Миссия капитана Мэтьюсона оказалась более чем успешной, ибо, несмотря на то что некоторые из числа избранных им верных людей отнеслись довольно скептически к сверхъестественному аспекту рассказанной Уиденом истории, никто не поставил под сомнение необходимость тщательно взвешенных негласных мер. Карвен, вне сомнений, угрожал благоденствию города и колонии в целом, и угрозу сию требовалось искоренить пусть даже и самой высокой ценой.

В конце декабря 1770 года группа досточтимых горожан провела собрание в доме Стивена Хопкинса и обсудила предварительные шаги. Внимательнейшим образом изучены были записи, переданные Уиденом капитану Мэтьюсону; чтобы засвидетельствовать некоторые детали, пригласили и самого молодого штурмана вместе с Елеазаром Смитом. Нечто сродни суеверному страху охватило всех присутствующих еще до того, как встреча подошла к концу, однако с чувством этим родилась и решимость, нашедшая наиболее яркое отражение в простодушной и звучной брани капитана Уиппла. Губернатора Вантона решили не вовлекать в план – в предстоящей операции официальный закон мало чем мог помочь. Имея в своем распоряжении скрытые силы неопределенного масштаба, Карвен был не из тех, кого можно было бы без опаски надоумить покинуть город – последствия могут оказаться самыми непредсказуемыми, и даже если зловещий делец подчинится – наверняка продолжит попирать закон Божий на новом месте, где его примут. Времена стояли беззаконные, и люди, которые годами пренебрегали королевскими налоговыми органами, были явно не из тех, кто озадачивался более суровыми вещами, когда того требовал долг. Карвен должен быть застигнут врасплох на своей ферме в Потаксете – и получить один решающий шанс объясниться. Если он окажется всего-навсего сумасшедшим, ведущим многоголосые разговоры с самим собой, – что ж, его оставят в покое. Но если вскроется что-то более серьезное, если подземные ужасы окажутся реальны – ворожей да умрет вместе со всем наследием своим. Все можно устроить без огласки – возможно, даже вдове и ее отцу не придется объяснять, как все произошло.
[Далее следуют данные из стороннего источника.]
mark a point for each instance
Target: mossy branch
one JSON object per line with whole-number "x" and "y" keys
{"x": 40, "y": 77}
Пока обсуждались серьезные шаги, в городе произошел инцидент настолько ужасный и необъяснимый, что в течение некоторого времени на многие мили вокруг почти ничего другого и не упоминалось вовсе. В середине лунной январской ночи, когда под ногами лежал тяжелый снег, над рекой и холмом разнеслись ужасные крики. Разбуженные окрестные жители прильнули к окнам, и те из них, кто жил ближе всего к Вейбассет-пойнт, увидели, как в проруби за таверной «Голова Турка» барахтается и мечется странное бледное существо. Где-то вдалеке лаяли собаки, но стоило подняться шуму всполошенной округи, как лай утих. Люди с фонарями и мушкетами отправились узнать, что происходит, и ничего не нашли. На следующее утро, однако, на ледяных порогах у южной опоры Большого моста, там, где брал начало Длинный Причал – и тянулся до самой винокурни Эббота, обнаружился труп кряжистого мужчины, полностью раздетый. О личности мертвеца судачили еще долго – причем главным образом не молодежь, а старики. Окаменевший лик с выпученными от ужаса глазами пробудил в патриархах города кое-какие воспоминания – послушать их сбивчивые речи, так мертвец как две капли воды походил на человека, что умер целых полвека назад!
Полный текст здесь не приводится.